Die Vielfalt der Knicks in Schleswig-Holstein sichern

Aktuelles

Banner MdL Sandra Redmann 146

Zur Debatte um die Knickschutz-Verordnung erklären die umweltpolitische Sprecherin der SPD-Landtagsfraktion, Sandra Redmann, und die agrarpolitische Sprecherin Kirsten Eickhoff-Weber:

Die Ankündigung des Ministers, in den kommenden Monaten die Alltagstauglichkeit der Knickschutzverordnung aufmerksam zu prüfen und mögliche Änderungen in einer Arbeitsgruppe mit Vertretern aus Landwirtschaft und Naturschutz erarbeiten zu lassen, begrüßen wir ausdrücklich. Knicks sind Bestandteil unserer Kulturlandschaft, sie sind unersetzlich für den Arten- und Biotopschutz. Deshalb wollen wir sie bewahren und sichern.

Doch das Erscheinungsbild und der Zustand der Knicks sind regional sehr unterschiedlich.
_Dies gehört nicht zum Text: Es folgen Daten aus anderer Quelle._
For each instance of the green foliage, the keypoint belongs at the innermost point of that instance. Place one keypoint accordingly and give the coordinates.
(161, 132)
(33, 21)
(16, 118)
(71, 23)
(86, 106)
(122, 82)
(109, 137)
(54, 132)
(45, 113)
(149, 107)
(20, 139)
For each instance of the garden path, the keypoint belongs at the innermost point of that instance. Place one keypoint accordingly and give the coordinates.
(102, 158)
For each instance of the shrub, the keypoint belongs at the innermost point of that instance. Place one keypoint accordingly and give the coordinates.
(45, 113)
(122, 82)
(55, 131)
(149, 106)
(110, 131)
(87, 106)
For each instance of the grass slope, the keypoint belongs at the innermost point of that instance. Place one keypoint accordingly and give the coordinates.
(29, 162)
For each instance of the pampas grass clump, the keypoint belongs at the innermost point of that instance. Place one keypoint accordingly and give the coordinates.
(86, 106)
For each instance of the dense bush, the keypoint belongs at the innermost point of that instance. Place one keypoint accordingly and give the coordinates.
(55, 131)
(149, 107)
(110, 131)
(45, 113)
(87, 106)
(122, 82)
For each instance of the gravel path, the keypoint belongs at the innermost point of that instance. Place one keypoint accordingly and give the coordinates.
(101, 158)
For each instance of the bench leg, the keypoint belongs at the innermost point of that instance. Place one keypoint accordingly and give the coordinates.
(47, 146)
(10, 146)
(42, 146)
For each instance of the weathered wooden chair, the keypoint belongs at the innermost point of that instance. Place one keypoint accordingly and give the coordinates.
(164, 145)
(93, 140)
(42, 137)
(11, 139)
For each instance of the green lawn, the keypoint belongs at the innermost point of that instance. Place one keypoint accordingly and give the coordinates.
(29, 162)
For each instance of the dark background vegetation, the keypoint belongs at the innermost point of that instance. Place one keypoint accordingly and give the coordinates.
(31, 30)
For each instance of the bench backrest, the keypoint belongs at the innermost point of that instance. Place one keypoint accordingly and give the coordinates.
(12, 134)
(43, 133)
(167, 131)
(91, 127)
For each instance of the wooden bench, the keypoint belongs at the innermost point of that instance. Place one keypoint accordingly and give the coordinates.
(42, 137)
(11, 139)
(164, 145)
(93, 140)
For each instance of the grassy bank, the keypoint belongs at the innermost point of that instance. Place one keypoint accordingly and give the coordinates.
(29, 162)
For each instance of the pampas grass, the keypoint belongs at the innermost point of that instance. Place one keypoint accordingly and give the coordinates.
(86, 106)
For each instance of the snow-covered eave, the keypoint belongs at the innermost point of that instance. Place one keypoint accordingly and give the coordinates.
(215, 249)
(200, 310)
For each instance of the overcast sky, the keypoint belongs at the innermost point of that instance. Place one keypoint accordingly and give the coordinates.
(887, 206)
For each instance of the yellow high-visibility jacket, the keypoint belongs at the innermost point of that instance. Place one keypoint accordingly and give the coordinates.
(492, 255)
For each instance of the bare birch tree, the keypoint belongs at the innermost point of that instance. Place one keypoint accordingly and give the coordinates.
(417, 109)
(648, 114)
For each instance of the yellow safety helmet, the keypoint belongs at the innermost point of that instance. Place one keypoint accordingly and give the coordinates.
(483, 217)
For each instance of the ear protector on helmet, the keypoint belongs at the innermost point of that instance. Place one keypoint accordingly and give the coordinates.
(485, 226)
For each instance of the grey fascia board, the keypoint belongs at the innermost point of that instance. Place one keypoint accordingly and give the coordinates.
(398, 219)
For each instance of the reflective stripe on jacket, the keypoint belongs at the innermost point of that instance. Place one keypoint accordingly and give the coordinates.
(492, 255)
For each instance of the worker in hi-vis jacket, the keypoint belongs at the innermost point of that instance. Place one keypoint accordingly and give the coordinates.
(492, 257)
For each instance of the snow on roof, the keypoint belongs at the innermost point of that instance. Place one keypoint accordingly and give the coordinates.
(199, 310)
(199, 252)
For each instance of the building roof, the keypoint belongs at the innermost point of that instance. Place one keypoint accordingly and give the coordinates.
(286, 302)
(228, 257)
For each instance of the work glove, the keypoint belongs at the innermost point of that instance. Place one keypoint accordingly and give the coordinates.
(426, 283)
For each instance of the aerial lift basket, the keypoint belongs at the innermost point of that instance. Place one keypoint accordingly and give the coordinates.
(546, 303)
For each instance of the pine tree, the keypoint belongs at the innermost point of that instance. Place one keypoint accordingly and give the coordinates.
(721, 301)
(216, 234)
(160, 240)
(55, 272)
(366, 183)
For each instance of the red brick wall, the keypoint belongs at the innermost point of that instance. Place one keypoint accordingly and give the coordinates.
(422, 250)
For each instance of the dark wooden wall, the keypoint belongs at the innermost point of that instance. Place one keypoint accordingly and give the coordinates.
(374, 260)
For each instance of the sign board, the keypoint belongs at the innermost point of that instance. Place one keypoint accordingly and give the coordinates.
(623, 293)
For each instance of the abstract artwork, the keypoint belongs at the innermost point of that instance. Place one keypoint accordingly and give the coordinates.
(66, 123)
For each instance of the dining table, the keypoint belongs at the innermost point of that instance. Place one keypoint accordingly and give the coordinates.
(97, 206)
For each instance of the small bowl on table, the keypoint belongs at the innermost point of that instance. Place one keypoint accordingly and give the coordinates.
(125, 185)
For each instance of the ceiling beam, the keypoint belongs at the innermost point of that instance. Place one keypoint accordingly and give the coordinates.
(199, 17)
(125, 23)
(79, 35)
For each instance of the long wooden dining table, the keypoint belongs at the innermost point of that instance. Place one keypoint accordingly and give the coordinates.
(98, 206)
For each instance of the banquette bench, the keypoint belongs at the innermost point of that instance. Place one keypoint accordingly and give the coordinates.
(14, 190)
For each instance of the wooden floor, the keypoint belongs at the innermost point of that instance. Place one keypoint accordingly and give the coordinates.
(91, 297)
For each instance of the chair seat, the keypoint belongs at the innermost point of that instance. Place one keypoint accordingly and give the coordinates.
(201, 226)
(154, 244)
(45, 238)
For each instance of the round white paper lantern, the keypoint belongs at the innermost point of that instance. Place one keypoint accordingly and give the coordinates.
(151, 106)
Eine Verordnung für das ganze Land kann diese regionalen Unterschiede nicht differenziert regeln. Daher muss vor Ort die Möglichkeit zu Gestaltung und zur Entwicklung gegeben sein. Es kann nicht nur um die Beibehaltung des jetzigen Zustands, sondern es muss auch um zukünftige Entwicklungen gehen. Wir wollen keinesfalls, dass die Knickschutzverordnung einen Generalverdacht gegen die Landwirtschaft darstellt. Knickschutz, -erhalt und Weiterentwicklung geht nur mit den Landwirten und Grundeigentümern. Dafür setzt sich die SPD ein. Der Knickerlass muss der Realität angepasst sein, er muss in der Praxis handhabbar sein und gleichzeitig seinen Zweck erfüllen. Wir sehen darin keinen Widerspruch und gehen davon aus, dass praktikable Lösungen gefunden werden, so wie wir es seit Beginn der Diskussion gefordert haben.